879
Enhancing  the Photovoltaic Performance of Dye-Sensitized Solar Cells with Rare-Earth Metal Oxide Nanoparticles

Wednesday, 4 October 2017: 12:00
National Harbor 9 (Gaylord National Resort and Convention Center)
F. P. Zamborini, B. W. Alphenaar, and P. L. Kharel (University of Louisville)
Dye-sensitized solar cells consist of a photoanode of a mesoporous film of titania sensitized with dye sandwiched with a counter electrode, which is usually a platinum-coated transparent conducting oxide, and a redox couple injected between the photoanode and counter electrode. Doping titania with rare-earth metals has been an interesting approach to improve the conversion efficiency of dye sensitized solar cells.

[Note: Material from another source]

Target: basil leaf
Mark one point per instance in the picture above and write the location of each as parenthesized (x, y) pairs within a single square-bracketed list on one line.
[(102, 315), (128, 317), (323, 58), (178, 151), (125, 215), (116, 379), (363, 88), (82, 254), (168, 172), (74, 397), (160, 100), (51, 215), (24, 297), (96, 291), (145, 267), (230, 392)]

Rare-earth metals have been doped into titania paste to show an improvement in the photovoltaic performance of dye-sensitized solar cells, however, most of the reported cells are not efficient enough to conclude whether the enhancement is due to doping or it is because of the cell quality. We incorporated nanoparticles (<100 nm) of oxides of rare-earth metal (neodymium and erbium) in titania paste and built dye-sensitized solar cells using amphiphilic C101 dye and nitrile based iodide/triiodide redox couple, Z960 electrolyte. The doping level for optimized cells was 2.0 % for neodymium oxide and 1.0 % for erbium oxide. Our cells exhibit efficiencies more than 10 % and the best erbium oxide doped cell displayed an efficiency above 11 %. We measured the photocurrent, impedance, IPCE, dye loading, and film conductivity to investigate the enhancement of the photovoltaic performace by rare-earth metal oxides. Electrochemical impedance spectroscopy (EIS) measurements showed that doping with rare-earth metals decreased the total impedance of the cell and IPCE measurements revealed enhanced photon absorption by the dye in rare-earth metal doped cells. In the same fashion, the rare-earth metal -doped anodes showed larger dye loading compared to undoped anodes, which was maximum for 1.0 % doping of erbium oxide and 2.0 % doping of neodymium oxide. Rare earth metal oxides not only enhance dye adsorption but also facilitate electron tranport through the mesoporous layer, thereby increasing the collection efficiency of the photoexcited electrons.